How to track the non reproducible bug in version 2.1

So, version 2.1 was crashing for quite a few users on startup. Obviously the app wasn’t crashing for me in any of my tests.

First line of defence when crashes happens is to ask the user what they were doing and try to replicate the same action to see if I can recreate the crash. But here they weren’t doing anything it wasn’t starting.

Second is to look for patterns in the crash. The first few users reporting the issue were all using an iPad. There are a few differences between the iPhone and the iPad, mainly that the iPad displays an activity detail at the same time as the activity list. This can result in some difference in logic and makes the startup on iPad marginally more prone to issues. This can lead to hard to reproduce bugs too as it is a function of the type of activity the user would load on startup (the last one downloaded)

Another help is the crash report from apple. In this case, they were very few and reporting crash in location that are not triggered at start up or inside apple libraries.

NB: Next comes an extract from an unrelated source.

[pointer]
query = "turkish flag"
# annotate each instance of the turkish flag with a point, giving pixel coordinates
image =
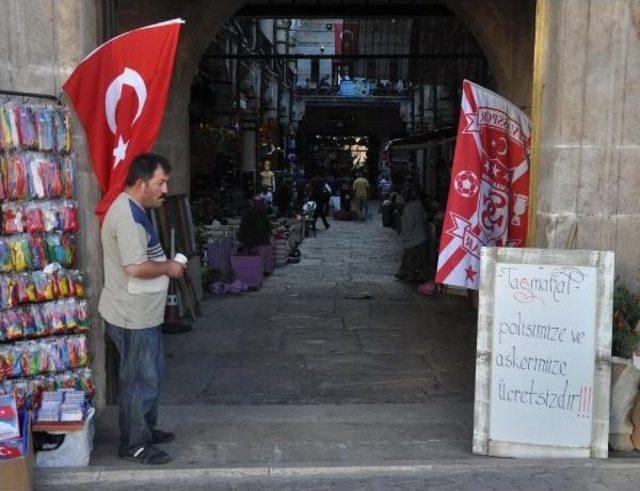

So not helpful to pinpoint the problem.

Some users affected by the issue kindly sent me their activity data so I could try to see if the problem was linked to their specific activities data. It wasn’t, I could start the app with their data fine.

This leaves one other possibility, a thread concurrency issue. This can be really random, and a function of both the speed of the hardware and the exact activities you have. ConnectStats is quite multi-threaded to try to keep the app responsive as many calculations are performed in parallel. So it is possible that some of this parallel activity result in a collision or some instructions run too early (when required data is not ready).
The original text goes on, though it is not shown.